Still, McKinley refused to step in, and Roosevelt steamed that big businessmen were selling out American values. At a public dinner, he stood up and shook his fist at one of McKinley’s right hand men, snarling: “We will have this war for the freedom of Cuba in spite of the timidity of the commercial interests!”
The Roosevelt faction won. Americans were increasingly angry at the big businessmen who colluded to keep wages low and prices high while they divided their time between their town homes on Fifth Avenue and their seventy-room “cottages” at Newport, and the powder keg on the Maine set off the powder keg at home. On April 25, Congress declared war. Seventeen thousand U.S. troops landed in Santiago on June 30; the next day 7,000 of them, including Roosevelt, charged up San Juan and Kettle hills to take the high ground around the city. On July 3, the U.S. Navy sank all seven ships in the Spanish fleet as they tried to run out of the harbor. Spanish officers surrendered to American officers on July 17.

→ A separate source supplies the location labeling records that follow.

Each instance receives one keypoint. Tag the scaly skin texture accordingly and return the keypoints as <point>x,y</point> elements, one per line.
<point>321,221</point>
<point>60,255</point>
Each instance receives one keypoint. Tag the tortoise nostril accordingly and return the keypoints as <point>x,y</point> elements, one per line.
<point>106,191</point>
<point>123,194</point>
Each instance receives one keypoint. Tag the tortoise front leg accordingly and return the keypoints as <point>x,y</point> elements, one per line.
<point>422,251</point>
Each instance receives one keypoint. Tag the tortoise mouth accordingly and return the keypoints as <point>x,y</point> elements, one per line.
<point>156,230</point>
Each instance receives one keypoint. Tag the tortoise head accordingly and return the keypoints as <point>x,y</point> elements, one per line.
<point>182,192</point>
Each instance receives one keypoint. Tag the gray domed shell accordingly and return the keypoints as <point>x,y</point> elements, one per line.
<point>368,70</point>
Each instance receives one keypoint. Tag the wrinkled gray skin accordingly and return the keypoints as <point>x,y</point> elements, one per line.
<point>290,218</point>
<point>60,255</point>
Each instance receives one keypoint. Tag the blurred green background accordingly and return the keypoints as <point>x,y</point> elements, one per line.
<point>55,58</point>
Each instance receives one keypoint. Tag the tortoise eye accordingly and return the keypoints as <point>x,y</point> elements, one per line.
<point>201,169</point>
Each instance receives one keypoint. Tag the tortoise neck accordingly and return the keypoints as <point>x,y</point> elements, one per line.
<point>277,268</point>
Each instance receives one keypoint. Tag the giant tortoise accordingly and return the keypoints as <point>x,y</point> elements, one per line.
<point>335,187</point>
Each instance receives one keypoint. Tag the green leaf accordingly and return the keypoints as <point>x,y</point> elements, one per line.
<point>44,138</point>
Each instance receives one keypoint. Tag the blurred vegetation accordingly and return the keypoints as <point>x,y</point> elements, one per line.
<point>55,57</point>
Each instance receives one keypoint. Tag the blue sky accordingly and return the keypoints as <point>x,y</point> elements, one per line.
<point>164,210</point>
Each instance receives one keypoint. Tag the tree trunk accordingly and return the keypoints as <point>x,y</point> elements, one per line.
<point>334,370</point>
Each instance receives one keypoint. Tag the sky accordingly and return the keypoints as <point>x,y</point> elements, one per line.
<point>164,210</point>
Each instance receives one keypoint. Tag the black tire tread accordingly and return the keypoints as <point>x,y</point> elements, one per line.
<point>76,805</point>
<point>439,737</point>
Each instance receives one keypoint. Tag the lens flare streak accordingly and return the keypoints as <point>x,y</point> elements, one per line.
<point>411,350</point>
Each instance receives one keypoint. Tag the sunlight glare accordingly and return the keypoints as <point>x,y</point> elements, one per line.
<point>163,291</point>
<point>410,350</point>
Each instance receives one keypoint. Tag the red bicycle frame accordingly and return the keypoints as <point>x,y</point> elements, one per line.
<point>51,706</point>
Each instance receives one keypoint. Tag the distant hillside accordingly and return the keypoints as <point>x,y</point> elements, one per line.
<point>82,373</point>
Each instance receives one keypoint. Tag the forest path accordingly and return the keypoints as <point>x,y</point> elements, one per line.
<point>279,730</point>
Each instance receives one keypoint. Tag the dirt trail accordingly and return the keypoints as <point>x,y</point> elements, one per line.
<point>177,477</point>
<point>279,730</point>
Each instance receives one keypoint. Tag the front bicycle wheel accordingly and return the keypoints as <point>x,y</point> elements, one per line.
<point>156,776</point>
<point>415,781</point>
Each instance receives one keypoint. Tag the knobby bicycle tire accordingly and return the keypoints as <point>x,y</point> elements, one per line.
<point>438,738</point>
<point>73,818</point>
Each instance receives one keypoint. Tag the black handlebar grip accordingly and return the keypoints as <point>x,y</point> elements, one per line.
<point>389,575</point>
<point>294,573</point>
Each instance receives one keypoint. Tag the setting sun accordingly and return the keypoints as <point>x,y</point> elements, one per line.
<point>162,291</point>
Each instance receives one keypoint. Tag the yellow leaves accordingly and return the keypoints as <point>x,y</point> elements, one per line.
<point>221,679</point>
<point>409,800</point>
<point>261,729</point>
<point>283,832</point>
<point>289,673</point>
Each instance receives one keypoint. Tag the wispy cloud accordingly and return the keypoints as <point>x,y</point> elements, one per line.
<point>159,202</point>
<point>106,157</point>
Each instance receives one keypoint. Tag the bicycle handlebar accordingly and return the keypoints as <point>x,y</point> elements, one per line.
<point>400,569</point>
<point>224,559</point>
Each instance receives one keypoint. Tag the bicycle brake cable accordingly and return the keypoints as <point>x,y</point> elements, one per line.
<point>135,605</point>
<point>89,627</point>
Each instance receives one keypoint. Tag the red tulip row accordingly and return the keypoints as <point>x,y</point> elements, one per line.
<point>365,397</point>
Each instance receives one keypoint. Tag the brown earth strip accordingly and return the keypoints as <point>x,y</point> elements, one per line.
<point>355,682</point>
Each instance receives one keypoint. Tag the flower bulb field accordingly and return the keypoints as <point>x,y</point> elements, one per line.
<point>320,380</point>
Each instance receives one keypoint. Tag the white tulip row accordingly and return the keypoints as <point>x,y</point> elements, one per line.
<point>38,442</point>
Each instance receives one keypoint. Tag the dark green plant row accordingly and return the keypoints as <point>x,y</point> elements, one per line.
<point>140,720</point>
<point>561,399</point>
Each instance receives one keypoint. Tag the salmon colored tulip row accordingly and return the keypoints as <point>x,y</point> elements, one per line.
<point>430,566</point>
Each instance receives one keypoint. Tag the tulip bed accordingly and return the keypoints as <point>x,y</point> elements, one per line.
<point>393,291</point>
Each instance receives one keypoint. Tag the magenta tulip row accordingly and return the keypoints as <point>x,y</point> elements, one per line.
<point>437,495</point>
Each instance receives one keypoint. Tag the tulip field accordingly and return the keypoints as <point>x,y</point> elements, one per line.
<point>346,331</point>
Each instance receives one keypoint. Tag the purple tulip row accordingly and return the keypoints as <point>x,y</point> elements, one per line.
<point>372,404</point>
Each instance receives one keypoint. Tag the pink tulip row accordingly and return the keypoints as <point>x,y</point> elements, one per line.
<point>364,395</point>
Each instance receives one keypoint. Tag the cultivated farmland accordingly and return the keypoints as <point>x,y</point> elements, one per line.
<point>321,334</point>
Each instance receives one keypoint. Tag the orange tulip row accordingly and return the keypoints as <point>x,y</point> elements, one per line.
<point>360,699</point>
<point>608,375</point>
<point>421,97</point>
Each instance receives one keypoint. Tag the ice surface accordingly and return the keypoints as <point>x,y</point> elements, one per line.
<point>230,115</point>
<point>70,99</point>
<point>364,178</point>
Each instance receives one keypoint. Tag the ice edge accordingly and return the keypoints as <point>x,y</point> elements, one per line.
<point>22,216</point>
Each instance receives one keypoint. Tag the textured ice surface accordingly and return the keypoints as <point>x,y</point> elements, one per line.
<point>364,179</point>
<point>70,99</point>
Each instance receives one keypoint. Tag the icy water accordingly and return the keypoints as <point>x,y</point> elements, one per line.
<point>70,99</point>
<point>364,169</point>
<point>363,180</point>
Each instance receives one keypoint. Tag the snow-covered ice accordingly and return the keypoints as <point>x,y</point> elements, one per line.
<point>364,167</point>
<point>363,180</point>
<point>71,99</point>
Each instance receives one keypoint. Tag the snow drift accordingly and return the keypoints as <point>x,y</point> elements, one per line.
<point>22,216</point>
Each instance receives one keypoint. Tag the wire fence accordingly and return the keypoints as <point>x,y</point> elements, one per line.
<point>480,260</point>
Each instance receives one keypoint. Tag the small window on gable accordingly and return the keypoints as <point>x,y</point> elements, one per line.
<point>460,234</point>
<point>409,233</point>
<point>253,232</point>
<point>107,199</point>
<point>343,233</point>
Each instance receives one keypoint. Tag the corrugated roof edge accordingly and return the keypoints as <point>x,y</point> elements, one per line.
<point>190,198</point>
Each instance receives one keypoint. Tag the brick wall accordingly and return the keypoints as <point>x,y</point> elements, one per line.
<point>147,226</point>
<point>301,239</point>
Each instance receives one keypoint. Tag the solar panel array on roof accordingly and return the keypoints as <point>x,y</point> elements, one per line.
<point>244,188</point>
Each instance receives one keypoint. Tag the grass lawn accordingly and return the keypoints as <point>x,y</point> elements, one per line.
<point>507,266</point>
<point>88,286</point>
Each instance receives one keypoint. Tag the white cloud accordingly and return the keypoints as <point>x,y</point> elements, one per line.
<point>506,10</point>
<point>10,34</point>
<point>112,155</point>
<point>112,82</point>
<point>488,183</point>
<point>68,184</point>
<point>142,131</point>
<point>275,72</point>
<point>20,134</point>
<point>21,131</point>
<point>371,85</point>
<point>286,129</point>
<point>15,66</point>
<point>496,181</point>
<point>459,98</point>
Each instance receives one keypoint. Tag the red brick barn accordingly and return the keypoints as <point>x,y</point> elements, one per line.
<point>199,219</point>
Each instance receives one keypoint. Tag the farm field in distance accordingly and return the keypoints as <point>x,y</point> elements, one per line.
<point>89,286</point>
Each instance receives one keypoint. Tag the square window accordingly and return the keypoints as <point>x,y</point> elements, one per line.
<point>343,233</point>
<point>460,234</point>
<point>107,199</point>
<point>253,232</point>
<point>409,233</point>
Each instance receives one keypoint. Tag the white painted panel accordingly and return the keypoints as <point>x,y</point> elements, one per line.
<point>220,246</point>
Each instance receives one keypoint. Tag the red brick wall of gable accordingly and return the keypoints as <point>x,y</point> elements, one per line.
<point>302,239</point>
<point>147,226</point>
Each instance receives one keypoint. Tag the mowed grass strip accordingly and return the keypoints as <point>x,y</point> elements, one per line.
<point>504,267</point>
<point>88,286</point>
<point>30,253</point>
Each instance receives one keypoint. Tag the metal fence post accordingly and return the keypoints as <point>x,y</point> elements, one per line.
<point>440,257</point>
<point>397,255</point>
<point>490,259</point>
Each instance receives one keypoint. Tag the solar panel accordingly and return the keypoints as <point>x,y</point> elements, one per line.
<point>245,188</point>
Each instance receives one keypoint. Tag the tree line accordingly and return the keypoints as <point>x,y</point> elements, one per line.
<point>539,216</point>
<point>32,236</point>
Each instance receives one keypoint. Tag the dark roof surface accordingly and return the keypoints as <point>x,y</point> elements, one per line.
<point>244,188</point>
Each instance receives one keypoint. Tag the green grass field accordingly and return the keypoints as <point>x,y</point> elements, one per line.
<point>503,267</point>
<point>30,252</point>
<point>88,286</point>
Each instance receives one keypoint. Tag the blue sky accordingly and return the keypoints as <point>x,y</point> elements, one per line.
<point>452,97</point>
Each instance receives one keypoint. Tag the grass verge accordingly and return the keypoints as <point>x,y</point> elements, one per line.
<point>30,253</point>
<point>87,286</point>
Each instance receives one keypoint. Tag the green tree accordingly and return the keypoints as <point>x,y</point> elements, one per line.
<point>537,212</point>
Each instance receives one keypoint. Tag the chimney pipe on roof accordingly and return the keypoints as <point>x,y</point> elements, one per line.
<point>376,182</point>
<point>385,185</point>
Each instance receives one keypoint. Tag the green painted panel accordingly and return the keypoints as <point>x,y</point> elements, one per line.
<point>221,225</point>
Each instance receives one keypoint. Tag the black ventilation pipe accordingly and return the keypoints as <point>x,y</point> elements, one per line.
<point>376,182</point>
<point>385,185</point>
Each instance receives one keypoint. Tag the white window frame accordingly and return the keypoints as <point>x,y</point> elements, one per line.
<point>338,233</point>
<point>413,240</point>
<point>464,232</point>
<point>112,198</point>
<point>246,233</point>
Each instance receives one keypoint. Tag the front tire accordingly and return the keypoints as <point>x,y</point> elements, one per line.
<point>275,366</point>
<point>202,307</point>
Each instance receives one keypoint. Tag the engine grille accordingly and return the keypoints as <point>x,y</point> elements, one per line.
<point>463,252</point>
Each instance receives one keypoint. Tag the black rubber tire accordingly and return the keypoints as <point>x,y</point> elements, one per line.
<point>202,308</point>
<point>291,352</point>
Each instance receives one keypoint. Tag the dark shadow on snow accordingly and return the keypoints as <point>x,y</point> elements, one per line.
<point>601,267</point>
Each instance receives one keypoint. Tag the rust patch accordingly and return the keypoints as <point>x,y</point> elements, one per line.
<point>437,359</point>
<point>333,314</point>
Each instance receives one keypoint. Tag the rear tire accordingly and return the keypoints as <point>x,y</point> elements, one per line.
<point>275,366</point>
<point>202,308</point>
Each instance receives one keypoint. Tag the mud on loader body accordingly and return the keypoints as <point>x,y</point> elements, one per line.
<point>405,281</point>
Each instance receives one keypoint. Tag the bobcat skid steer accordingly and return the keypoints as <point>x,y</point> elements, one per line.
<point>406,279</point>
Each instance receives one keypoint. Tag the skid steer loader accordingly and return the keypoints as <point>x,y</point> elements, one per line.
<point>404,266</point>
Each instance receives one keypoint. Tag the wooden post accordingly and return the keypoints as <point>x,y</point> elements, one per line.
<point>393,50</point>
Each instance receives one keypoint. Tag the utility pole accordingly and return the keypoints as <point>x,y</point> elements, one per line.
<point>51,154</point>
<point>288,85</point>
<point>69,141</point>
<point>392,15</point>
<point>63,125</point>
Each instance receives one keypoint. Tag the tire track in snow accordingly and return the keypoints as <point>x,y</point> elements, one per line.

It had been “a splendid little war,” a friend of Roosevelt’s wrote him, and it committed Republicans to the foreign intervention backed by the younger firebrands. In 1900, the party’s platform declared: it is “the high duty of the government… to confer the blessings of liberty and civilization upon all.”
The sinking of the U.S.S. Maine was the crisis that allowed an internal fight in the Republican Party to launch the nation into internationalism. “Remember the Maine!” indeed.